The heads, though owing a lot of design to the originals, are the most pure-robot feature of the new look. Cast in smooth fiberglass, with only mesh-covered holes for the eyes and mouth (which got reflective tape added to their edges, since they proved difficult to see on camera), none of the old human face forms remain. The head-mounted power dish is now integrated into the scalp plate, but the antennae remain (as they always would), still in clear plastic to resemble the central sections of the originals.
As a result of the clever exoskeleton design, articulation is unimpaired - only the head is immobile, as an unavoidable consequence of the helmet/mask's original design (it is a separate piece, but the tight-fitting "collar" gives it no room to move). Elsewhere it's business as usual: swivel shoulders and biceps, pin elbows, swivel wrists, swivel waist, swivel/pin hips, pin knees, and swivel boot tops. The wrist golfballs angle slightly inwards, meaning they look okay even if the hand is turned to be held palm-down when outstretched - handy, since that was the Cybermen's standard pose for zapping foes with a short-ranged electrical attack.
Like its comrades in the Cybermen figure series, the Cybertelosian comes with part of the BAF Cyber Controller - two parts, in fact, the torso and right arm. Since the Controller featured in the same episode as this particular Cyberman, the design is similar - the arm is identical, but the torso lacks the chestpack, which the Controller didn't have on his costume.
Also from "Tomb" are the Cybermats, a form of mechanical life theorised to be native to Telos, and co-opted by the Cybermen to make a nuisance of themselves by zipping around and biting any humans they came into contact with. Now remembered more as the
unconvincing puppets of "Revenge of the Cybermen," the original Cybermats were small bug-eyed critters, animated in a variety of ways, from remote control to wind-up power to being pulled around on strings. The Cyberman has two of these little critters to keep him company, reflecting the two main designs in the not-quite-identical swarm seen in the serial: a small, smooth model, and a slightly larger one with a cilia-like fringe beneath the front of its body. Some of the Cybermat models were capable of "wagging their tails", but these accessories are too small for any such fancy features, and are simply one-piece molds in semi-soft plastic (to protect the antennae from snapping).

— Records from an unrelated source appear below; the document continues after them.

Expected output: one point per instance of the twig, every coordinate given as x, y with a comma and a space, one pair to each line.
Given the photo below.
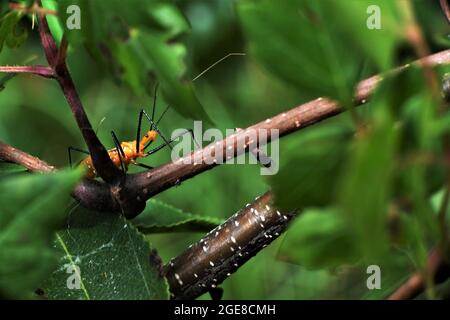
147, 184
34, 164
437, 268
446, 9
42, 71
57, 61
91, 194
207, 263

"The Tomb of the Cybermen", as I said, is a big deal - this model of Cyberman costume was used, with modifications, in three episodes ("Moonbase," "Tomb" and later "The Wheel in Space"), but it's this serial that made the biggest impact, and it's suitable that the Cybertelosian figure is modelled after it specifically; the BAF Cyber Controller is no surprise either. The non-removable weapon is a very minor gripe, and one which doesn't really count for "Tomb" anyway (with the "Tomb"-specific hip tubes built into the gun's component, a "Moonbase" figure would need a new piece anyway, so we may get our removable gun there) - regardless, this is the classic Cybermen figure to get.